Завтра утром отправляюсь в Анкону и оттуда в Римини, Равенну и Болонью. Если твое здоровье позволит, приезжай в Римини или Равенну, но будь осторожна, умоляю тебя.
Нет ни одного слова, написанного твоей рукой, бог мой! Что же делать? Думая только о тебе, любя только Жозефину, живя только для своей жены, наслаждаясь только счастьем своего друга, неужели я заслужил такого сурового обращения с собой с ее стороны? Мой друг, умоляю тебя, думай почаще обо мне и пиши мне каждый день. Ты больна или ты не любишь меня? Неужели ты полагаешь, что у меня мраморное сердце? Неужели мои мучения так мало тебя интересуют? Значит, ты меня слишком плохо знаешь. Я не могу в это поверить.
Ты, кому природа дала ум, нежность и красоту, единственная, кто может царить в моем сердце, ты прекрасно знаешь о своей абсолютной власти надо мной.

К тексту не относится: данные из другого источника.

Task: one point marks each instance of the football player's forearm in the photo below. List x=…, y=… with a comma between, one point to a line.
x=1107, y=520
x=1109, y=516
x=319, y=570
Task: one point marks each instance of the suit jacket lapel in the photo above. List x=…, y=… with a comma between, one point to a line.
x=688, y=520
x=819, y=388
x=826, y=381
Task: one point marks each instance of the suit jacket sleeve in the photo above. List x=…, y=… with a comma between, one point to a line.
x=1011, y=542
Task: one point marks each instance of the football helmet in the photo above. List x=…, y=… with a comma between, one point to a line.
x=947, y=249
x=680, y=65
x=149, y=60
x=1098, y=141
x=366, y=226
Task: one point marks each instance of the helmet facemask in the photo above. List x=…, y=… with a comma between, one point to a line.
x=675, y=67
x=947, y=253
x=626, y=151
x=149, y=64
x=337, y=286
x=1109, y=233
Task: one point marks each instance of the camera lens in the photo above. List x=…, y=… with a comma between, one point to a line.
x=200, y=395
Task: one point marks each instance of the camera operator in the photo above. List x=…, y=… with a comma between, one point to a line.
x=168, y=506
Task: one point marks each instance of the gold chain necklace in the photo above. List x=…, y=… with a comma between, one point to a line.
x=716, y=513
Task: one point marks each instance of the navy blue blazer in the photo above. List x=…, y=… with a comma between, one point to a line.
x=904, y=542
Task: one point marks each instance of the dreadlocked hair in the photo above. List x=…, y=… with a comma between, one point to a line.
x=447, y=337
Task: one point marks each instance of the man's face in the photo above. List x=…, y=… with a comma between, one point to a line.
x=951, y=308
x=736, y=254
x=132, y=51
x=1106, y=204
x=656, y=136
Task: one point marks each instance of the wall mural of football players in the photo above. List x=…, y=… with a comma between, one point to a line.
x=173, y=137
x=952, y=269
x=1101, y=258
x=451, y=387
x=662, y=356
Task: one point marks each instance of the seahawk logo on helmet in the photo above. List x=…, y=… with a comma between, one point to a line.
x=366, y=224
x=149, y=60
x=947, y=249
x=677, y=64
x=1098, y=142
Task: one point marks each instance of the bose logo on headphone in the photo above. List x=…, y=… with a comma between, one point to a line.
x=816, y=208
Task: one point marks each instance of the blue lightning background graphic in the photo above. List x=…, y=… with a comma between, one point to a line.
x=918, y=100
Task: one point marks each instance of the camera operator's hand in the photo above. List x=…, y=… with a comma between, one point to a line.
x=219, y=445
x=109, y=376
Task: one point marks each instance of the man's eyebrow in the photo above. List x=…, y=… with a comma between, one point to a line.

Пиши мне, думай обо мне и люби меня. Живу для тебя».
Это письмо, посланное из Толентино 19 февраля 1799 года, фигурирует в сборнике, выпущенном королевой Гортензией[10], как последнее из тех, что Наполеон написал Жозефине во время первой итальянской кампании. Жаль, что не сохранились письма этого периода Жозефины к Наполеону, но можно предположить, если судить по неоднократным упрекам Наполеона, что его жена не особенно отвечала на сентиментальные излияния супруга, так горячо и страстно влюбленного. Она гордилась им, восхищалась его славой, чувствовала себя покоренной и загипнотизированной его положением и престижем. Но мы очень сомневаемся, что она была в него влюблена. Любить, даже в браке, не прикажешь. Если Наполеон позднее стал менее страстен, возможно, это оттого, что он не встретил ответной нежности, которую ожидал.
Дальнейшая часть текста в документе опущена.